Running Karpathy's Autoresearch on a Mac

One of the projects I spent time on recently was adapting Karpathy's autoresearch idea so it could run on a MacBook instead of assuming a large NVIDIA setup.

The original idea is compelling because it changes the role of the researcher. Instead of manually tuning one experiment at a time, you give an agent a compact training setup, a fixed time budget, and a set of instructions. The agent edits the training code, runs a short experiment, checks the metric, keeps what works, discards what does not, and repeats.

That sounds simple in theory. In practice, making that workflow usable on Apple Silicon requires a lot of engineering discipline.

The core idea in plain English

Autoresearch is not "AI does science by magic."

It is a very structured loop:

  • keep the codebase small
  • restrict what the agent is allowed to edit
  • give every run the same time budget
  • compare experiments using one stable metric
  • log everything so the next iteration has context

The benefit is not just speed. It is that the research process becomes more reproducible.

What I changed for macOS

The original workflow is easier to imagine on a GPU server with CUDA-specific assumptions. A MacBook is a different environment:

  • attention kernels differ
  • compile paths behave differently
  • memory limits are tighter
  • batch size choices matter much earlier

So the work became less about inventing a new model and more about making the research loop survive on smaller hardware.

The most important changes were:

  • removing hard assumptions around FlashAttention-style kernels
  • falling back to native PyTorch attention paths when needed
  • tuning memory usage for Apple Silicon constraints
  • keeping the training setup small enough that short autonomous runs still finish reliably

That matters because if the loop is fragile, agents do not "research" effectively. They just spend their time crashing.

Why the fixed 5-minute budget matters

One design choice I like a lot in autoresearch is the fixed wall-clock budget.

Every run gets the same amount of time. That means the question becomes:

what is the best model or training change I can discover under this exact budget?

That is much more useful than comparing experiments where one secretly trained much longer than another.

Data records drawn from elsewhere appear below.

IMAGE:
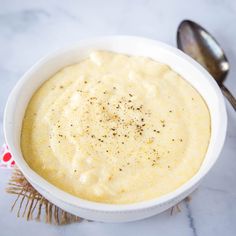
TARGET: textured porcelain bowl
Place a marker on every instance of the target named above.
(45, 68)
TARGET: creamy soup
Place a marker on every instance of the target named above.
(116, 129)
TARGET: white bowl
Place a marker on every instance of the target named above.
(178, 61)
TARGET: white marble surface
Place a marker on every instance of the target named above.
(31, 29)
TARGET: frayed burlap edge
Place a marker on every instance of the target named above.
(30, 204)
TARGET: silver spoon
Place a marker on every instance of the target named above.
(201, 46)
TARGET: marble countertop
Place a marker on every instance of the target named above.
(31, 29)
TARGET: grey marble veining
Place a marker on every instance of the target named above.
(31, 29)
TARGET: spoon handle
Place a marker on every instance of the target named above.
(229, 96)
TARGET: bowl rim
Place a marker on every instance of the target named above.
(67, 198)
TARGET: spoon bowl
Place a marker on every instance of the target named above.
(198, 43)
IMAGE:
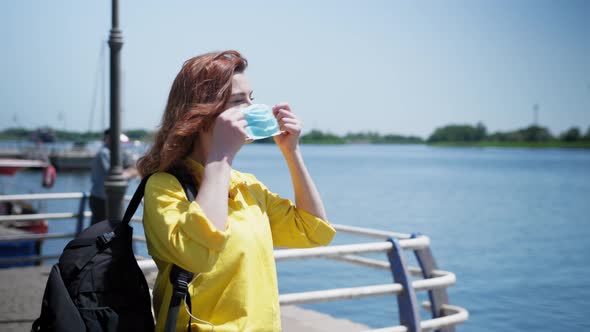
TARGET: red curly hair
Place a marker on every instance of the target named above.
(199, 93)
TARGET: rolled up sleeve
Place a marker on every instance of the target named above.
(178, 231)
(291, 226)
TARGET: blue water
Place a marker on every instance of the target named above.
(512, 224)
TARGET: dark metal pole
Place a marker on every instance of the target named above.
(115, 184)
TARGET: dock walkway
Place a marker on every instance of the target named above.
(21, 291)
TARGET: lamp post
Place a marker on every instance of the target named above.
(115, 184)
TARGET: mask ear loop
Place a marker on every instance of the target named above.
(189, 313)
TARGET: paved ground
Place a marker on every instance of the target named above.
(21, 290)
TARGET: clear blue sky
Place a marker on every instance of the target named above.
(390, 66)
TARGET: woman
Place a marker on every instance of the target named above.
(226, 236)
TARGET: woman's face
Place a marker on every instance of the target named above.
(241, 93)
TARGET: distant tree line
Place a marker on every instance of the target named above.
(478, 133)
(46, 134)
(448, 134)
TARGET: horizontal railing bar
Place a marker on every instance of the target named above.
(374, 233)
(363, 261)
(442, 281)
(36, 197)
(340, 294)
(10, 260)
(286, 254)
(28, 237)
(363, 248)
(38, 216)
(457, 315)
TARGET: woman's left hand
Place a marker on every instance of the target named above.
(290, 125)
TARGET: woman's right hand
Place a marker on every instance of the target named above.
(229, 134)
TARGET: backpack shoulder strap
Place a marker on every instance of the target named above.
(179, 277)
(135, 200)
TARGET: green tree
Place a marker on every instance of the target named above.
(571, 135)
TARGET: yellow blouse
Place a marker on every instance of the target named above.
(237, 290)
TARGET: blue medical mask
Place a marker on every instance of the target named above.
(261, 121)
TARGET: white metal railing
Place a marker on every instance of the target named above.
(437, 280)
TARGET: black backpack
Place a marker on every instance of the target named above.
(97, 284)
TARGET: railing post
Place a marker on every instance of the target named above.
(409, 315)
(438, 296)
(81, 209)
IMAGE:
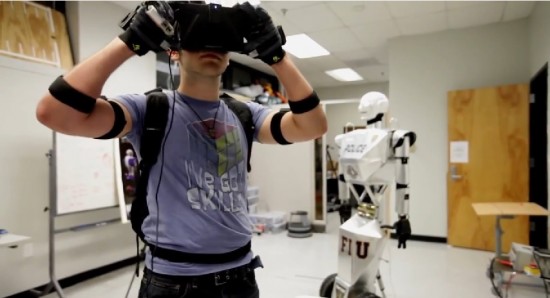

For local research, this matters even more. On a Mac, you are not trying to imitate a giant cluster. You are trying to create a loop that is:

  • stable
  • cheap
  • comparable
  • easy to run overnight

What this taught me about research tooling

The most interesting part of the project was not a single model trick. It was learning that good research tooling is mostly about constraints.

If you want agents to improve a model autonomously, you need:

  • a tiny surface area to edit
  • clear "do not touch this" boundaries
  • one metric that decides whether an idea stays
  • logs that make bad experiments useful instead of wasted

That is why the project stays intentionally small. One preparation file. One training file. One instruction file. The simplicity is part of the method.

Why I think this matters

A lot of discussion around agentic research focuses on intelligence. I think a lot of the real leverage is in research environment design.

If the environment is clean, constrained, and measurable, even modest autonomous systems become much more useful.

That is why I found the macOS version worth building. It lowers the cost of experimenting with the idea and makes autonomous research feel less like a demo and more like an actual workflow.

The practical takeaway

My main takeaway from working on this is simple:

autonomous research becomes much more believable when it runs on ordinary hardware with clear rules.

That does not make the problem easy. But it does make it testable.

And once something is testable, you can improve it.